21 février 2009





L'Argentine ne veut plus de l'évêque négationniste
21 février 2009 - Olivier Ubertalli - ouest-france.fr
Mgr Williamson, qui nie l'existence des chambres à gaz, a dix jours pour s'en aller. Le pays, longtemps considéré comme terre d'accueil de nazis, veut redorer son blason. Ses thèses négationnistes « heurtent profondément la société argentine, le peuple juif et l'humanité ». Les autorités argentines ont donné dix jours à Mgr Williamson, dont l'excommunication a été levée par le pape, pour quitter le pays. À Buenos Aires, qui abrite la troisième plus grande communauté juive au monde, les propos de l'évêque négationniste avaient provoqué un véritable tollé.

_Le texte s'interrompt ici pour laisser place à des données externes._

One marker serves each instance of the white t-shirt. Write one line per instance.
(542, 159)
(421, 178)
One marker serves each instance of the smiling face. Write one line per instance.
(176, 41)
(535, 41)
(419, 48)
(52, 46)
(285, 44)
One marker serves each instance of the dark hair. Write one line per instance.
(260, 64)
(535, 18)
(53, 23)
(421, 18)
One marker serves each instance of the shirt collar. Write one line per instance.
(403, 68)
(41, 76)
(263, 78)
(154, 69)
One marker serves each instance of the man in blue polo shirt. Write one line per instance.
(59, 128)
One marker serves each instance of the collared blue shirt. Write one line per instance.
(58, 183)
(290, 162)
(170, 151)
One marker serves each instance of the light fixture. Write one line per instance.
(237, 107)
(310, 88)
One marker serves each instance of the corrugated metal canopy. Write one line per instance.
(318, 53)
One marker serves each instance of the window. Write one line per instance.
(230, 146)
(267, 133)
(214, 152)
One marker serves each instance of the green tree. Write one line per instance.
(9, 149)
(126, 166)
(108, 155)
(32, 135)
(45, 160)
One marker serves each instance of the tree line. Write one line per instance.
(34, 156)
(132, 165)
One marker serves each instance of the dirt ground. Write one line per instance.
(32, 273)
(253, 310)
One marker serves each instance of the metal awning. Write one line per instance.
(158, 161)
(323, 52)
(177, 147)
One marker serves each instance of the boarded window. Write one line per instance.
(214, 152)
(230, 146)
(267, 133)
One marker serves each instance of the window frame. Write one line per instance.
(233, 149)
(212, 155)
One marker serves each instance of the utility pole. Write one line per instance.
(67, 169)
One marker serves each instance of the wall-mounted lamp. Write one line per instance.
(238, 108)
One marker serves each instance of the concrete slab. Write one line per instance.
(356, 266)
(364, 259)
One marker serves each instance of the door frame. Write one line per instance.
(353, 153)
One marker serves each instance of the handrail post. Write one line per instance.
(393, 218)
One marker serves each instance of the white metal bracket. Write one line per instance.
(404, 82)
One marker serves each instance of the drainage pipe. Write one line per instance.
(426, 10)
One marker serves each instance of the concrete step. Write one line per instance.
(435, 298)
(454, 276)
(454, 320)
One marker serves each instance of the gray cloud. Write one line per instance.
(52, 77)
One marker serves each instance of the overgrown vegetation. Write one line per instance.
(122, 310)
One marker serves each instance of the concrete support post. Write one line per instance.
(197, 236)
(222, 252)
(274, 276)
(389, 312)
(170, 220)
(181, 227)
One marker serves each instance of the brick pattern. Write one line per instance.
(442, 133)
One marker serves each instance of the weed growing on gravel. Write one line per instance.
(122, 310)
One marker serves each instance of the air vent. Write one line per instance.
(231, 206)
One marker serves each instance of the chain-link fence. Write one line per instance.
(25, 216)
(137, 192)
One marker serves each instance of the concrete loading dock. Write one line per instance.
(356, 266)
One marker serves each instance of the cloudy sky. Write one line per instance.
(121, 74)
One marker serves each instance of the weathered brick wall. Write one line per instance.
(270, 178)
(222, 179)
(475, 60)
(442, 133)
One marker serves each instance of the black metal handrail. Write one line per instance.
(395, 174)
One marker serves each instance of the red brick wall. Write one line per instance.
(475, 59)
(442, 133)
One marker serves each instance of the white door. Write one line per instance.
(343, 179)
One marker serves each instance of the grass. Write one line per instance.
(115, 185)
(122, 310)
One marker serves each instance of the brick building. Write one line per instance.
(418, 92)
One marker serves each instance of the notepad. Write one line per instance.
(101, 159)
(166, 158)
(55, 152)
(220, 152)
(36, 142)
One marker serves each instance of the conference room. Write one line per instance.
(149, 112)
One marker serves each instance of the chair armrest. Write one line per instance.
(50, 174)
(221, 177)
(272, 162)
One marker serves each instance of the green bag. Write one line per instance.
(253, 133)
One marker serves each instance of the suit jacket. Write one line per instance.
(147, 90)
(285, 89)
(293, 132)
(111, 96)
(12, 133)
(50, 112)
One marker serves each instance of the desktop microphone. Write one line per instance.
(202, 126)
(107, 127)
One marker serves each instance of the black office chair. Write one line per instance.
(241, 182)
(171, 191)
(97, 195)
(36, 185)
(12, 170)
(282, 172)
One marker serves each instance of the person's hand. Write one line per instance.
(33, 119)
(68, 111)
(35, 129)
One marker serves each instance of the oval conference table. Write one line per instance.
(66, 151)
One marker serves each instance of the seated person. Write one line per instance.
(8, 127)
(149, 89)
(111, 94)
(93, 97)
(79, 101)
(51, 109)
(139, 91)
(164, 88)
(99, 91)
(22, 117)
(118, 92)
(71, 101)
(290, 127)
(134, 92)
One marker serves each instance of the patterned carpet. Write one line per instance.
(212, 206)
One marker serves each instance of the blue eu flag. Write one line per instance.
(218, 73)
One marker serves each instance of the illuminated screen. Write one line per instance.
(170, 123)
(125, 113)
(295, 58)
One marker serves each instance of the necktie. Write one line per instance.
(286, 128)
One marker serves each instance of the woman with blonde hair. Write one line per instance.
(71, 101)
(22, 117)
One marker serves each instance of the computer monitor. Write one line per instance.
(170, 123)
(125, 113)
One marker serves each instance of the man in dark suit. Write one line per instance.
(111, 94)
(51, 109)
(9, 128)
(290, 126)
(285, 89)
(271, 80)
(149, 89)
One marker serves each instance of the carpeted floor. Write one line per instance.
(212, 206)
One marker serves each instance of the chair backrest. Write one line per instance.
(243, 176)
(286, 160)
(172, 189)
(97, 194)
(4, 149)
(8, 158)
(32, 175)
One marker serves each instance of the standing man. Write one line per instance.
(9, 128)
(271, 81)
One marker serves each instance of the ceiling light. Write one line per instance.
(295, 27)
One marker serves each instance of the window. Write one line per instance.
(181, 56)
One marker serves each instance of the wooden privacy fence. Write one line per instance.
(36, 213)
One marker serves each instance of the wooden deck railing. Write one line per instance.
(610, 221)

Pour déclarer Williamson persona non grata, le ministre de l'Intérieur argentin a trouvé une faille dans ses papiers d'immigration. L'évêque britannique aurait falsifié des documents afin de résider en Argentine. La vraie raison de cette mise à la porte semble ailleurs : il s'agit pour le pays de montrer qu'il a changé. À la fin de la Seconde Guerre mondiale, le mouvement péroniste, connu pour sa complaisance envers Mussolini et Hitler, avait permis l'exil argentin de centaines d'ex-nazis allemands ou fascistes italiens.
Conservatisme religieux
« Les courants conservateurs ont, aussi, été toujours influents au sein de l'Église argentine », noteJosé María Poirier, directeur du mensuel chrétien Criterio. Au fil du XXe siècle, le conservatisme religieux argentin s'est ainsi manifesté au travers du national-catholicisme de la puissante Opus Dei, de l'association catholique des avocats ou encore de l'Université catholique.
À partir des années 1970, Mgr Lefebvre, fondateur de la fraternité Saint-Pie X, a trouvé en Argentine de fervents soutiens, en particulier l'évêque Abelenda, qui avait défendu les thèses les plus traditionalistes, durant le Concile Vatican II. Quatrième communauté lefebvriste après la France, l'Allemagne et l'Amérique du Nord, l'Argentine abrite donc l'unique séminaire intégriste d'Amérique latine, avec vingt-cinq étudiants. Sept nouveaux sont attendus en mars. On y trouve vingt-deux paroisses lefebvristes répartis sur neuf provinces.
Mais aujourd'hui, les relations entre les lefébvristes et l'Église argentine sont tendues. Le père Christian Bouchacourt, supérieur du district d'Amérique du sud de la fraternité Saint-Pie X, a demandé une audience au cardinal Jorge Bergoglio, archevêque de Buenos Aires, afin de renouer le dialogue.
En attendant, sur le parvis de l'Eglise de La Reja, à 50 kilomètres de la capitale argentine, les fidèles de la fraternité intégriste défendent leur évêque négationniste. Pour Silvia, couverte par une mantille noire, la mise à l'écart de Mgr Williamson reste « une grande perte pour la communauté et arrange les affaires des progressistes du Vatican ». L'église lefebvriste ne désemplit pas. Environ 500 fidèles se pressent chaque dimanche pour suivre les deux messes en latin.